Seu desaparecimento seria a perda de um pedaço de nossas vidas e criará uma lacuna que São Paulo, tão desprovida de memória e de lugares significativos, não pode deixar acontecer. Milhares de paulistanos estão contra esse crime porque se sentem ligados ao local, uma referência cultural e urbana.
Não se trata de preservar a arquitetura do edifício, mas seu uso, sua importância como ponto de encontro e espaço de debate cultural. A noção contemporânea de patrimônio é clara: a comunidade, além dos especialistas, tem um papel fundamental na identificação dos bens culturais a serem protegidos.
A noção de patrimônio mudou muito desde que o Estado Novo, por meio do decreto-lei nº 25/1937, criou o Serviço do Patrimônio Histórico e Artístico Nacional e instituiu o tombamento. Na época, prevaleceu uma visão restrita, voltada para os bens com valor arquitetônico e artístico, chamada de "patrimônio de pedra e cal".
Nessa concepção, os critérios utilizados para a seleção dos bens a serem protegidos eram os de caráter estético-estilísticos, excepcionalidade e autenticidade, valorizando a arquitetura tradicional luso-brasileira, geralmente edifícios isolados, produzida no período colonial.
O foco era a criação de uma identidade para fortalecer a construção do Estado nacional.
A partir dos anos 1970, essa noção de patrimônio se alargou para abranger sítios urbanos, manifestações de outros períodos e origens culturais e para valorizar os espaços representativos da vida social e dos hábitos cotidianos da população. Em certas situações, esses podem ser mais relevantes que monumentos de valor arquitetônico.
Valorizando o contexto urbano e edifícios utilizados pela população, essa visão reserva à comunidade um papel ativo na identificação do patrimônio. O tombamento do cine Belas Artes está respaldado no Plano Diretor Estratégico (PDE), do qual fui relator e redator do substitutivo na Câmara Municipal de São Paulo (lei nº 13.540/ 2002). O PDE incorporou integralmente essa visão contemporânea de patrimônio.
Uma das diretrizes do seu capítulo de política de patrimônio histórico e cultural é "a preservação da identidade dos bairros, valorizando as características de sua história, sociedade e cultura" (artigo 89, inciso III); uma das ações propostas é a de "incentivar a participação e a gestão da comunidade na pesquisa, identificação, preservação e promoção do patrimônio histórico, cultural, ambiental e arqueológico" (artigo 90, inciso VII).
De modo coerente com o PDE, parcela relevante da comunidade paulistana identificou um bem que faz parte da identidade de um bairro, que é característico da história e da cultura da cidade, e se mobiliza para garantir sua preservação.

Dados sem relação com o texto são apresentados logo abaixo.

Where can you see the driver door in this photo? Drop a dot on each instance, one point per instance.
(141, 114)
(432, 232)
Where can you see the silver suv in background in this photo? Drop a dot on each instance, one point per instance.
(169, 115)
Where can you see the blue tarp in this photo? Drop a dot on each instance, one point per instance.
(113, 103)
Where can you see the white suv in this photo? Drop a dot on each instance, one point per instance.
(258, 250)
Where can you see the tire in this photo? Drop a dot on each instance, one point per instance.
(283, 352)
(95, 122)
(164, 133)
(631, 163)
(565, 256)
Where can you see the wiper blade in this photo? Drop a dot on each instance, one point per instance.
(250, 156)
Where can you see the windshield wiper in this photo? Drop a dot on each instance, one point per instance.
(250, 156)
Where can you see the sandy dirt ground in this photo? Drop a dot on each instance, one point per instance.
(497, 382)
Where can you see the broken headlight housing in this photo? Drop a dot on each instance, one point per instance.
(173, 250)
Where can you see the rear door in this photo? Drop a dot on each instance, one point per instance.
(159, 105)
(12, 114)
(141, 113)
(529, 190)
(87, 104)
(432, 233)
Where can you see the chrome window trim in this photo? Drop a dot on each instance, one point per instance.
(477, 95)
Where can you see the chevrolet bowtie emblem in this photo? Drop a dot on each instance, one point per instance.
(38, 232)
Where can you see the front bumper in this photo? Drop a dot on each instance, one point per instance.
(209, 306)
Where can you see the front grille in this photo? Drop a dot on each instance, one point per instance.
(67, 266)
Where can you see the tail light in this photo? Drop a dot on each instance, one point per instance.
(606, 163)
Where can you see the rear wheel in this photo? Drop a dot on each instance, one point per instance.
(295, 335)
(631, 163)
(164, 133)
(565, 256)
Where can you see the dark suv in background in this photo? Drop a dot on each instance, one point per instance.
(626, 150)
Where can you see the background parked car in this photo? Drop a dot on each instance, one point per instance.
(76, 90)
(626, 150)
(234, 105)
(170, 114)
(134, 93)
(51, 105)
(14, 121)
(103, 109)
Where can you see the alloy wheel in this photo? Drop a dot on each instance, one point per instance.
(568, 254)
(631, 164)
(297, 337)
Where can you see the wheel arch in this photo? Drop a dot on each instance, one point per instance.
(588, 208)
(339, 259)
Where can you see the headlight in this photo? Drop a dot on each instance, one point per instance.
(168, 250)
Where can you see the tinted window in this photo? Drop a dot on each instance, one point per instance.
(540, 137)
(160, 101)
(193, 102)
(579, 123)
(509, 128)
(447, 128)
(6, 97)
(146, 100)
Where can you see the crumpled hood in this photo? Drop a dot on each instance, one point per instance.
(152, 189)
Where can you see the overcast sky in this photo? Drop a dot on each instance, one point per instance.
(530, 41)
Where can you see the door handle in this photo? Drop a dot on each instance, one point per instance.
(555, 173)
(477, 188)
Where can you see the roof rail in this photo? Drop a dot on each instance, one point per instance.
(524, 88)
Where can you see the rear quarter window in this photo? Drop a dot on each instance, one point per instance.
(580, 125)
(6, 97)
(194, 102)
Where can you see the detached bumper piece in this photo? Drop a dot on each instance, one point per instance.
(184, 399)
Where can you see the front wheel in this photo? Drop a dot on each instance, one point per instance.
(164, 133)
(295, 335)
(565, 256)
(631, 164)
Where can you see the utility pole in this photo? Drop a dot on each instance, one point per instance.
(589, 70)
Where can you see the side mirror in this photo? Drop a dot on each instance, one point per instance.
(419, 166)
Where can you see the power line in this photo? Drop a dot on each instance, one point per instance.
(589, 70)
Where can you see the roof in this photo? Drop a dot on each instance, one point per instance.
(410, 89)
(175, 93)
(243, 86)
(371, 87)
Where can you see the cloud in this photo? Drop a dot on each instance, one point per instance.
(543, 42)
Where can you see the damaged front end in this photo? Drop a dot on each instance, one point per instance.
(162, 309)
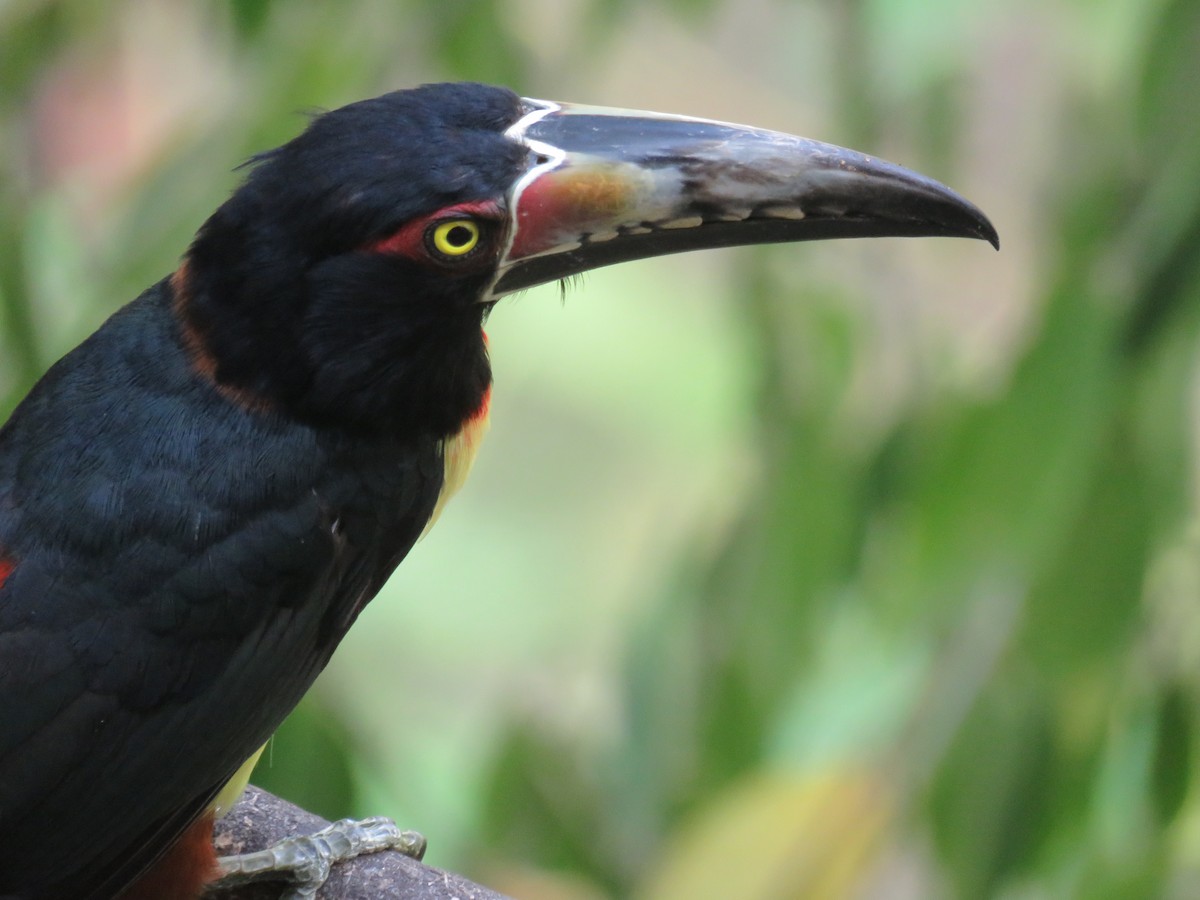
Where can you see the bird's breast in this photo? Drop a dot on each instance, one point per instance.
(459, 454)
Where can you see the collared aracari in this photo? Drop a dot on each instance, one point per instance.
(199, 499)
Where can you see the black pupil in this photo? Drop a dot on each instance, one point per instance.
(459, 237)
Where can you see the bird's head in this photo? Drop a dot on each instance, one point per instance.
(367, 251)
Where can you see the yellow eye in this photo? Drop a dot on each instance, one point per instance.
(455, 237)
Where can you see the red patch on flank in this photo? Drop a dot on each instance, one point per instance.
(485, 405)
(409, 240)
(183, 871)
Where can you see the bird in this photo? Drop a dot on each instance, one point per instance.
(199, 499)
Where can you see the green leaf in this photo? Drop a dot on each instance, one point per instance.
(1171, 773)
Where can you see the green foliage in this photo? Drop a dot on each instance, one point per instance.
(952, 624)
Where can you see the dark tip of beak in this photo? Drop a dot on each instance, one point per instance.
(615, 185)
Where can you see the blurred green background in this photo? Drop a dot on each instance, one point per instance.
(838, 570)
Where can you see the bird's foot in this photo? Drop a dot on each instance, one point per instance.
(307, 859)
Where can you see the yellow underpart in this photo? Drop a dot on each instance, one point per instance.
(234, 786)
(459, 455)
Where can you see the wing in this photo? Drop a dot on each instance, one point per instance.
(177, 573)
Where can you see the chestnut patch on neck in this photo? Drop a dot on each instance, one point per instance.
(204, 364)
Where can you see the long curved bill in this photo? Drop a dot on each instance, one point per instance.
(611, 185)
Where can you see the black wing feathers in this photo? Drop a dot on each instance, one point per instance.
(172, 550)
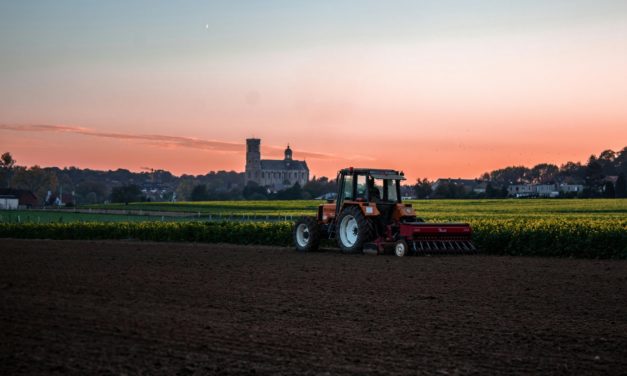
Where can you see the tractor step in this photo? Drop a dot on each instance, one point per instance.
(371, 249)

Não é uma questão nova: em 2003, ocorreu uma grande comoção, que impediu o fechamento do Belas Artes e do antigo Cinearte (atual cine Livraria Cultura). Como parte daquela luta, propus uma lei que permite aos cinemas de rua o pagamento do IPTU e do ISS com ingressos, a serem utilizados pela prefeitura em programas de inclusão cultural.
Aprovada a lei e passado o sufoco, erramos ao não propor proteção legal permanente para os cinemas.
Agora, não temos tempo a perder; em poucos dias, o Belas Artes poderá ser uma ruína. A Associação Paulista de Cineastas já pediu o tombamento, pedido que eu reforço por meio deste artigo.
O Departamento de Patrimônio Histórico deve elaborar um parecer técnico e o Compresp (conselho municipal do patrimônio histórico) deve convocar reunião extraordinária, antes do final de janeiro, para aprovar o tombamento e não deixar que essa nova catástrofe ocorra em São Paulo.
NABIL BONDUKI é arquiteto, professor de planejamento urbano na FAU-USP e primeiro suplente de vereador da bancada do Partido dos Trabalhadores na cidade de São Paulo. Foi vereador de São Paulo pelo PT (2001-2004) e relator do Plano Diretor Estratégico na Câmara Municipal.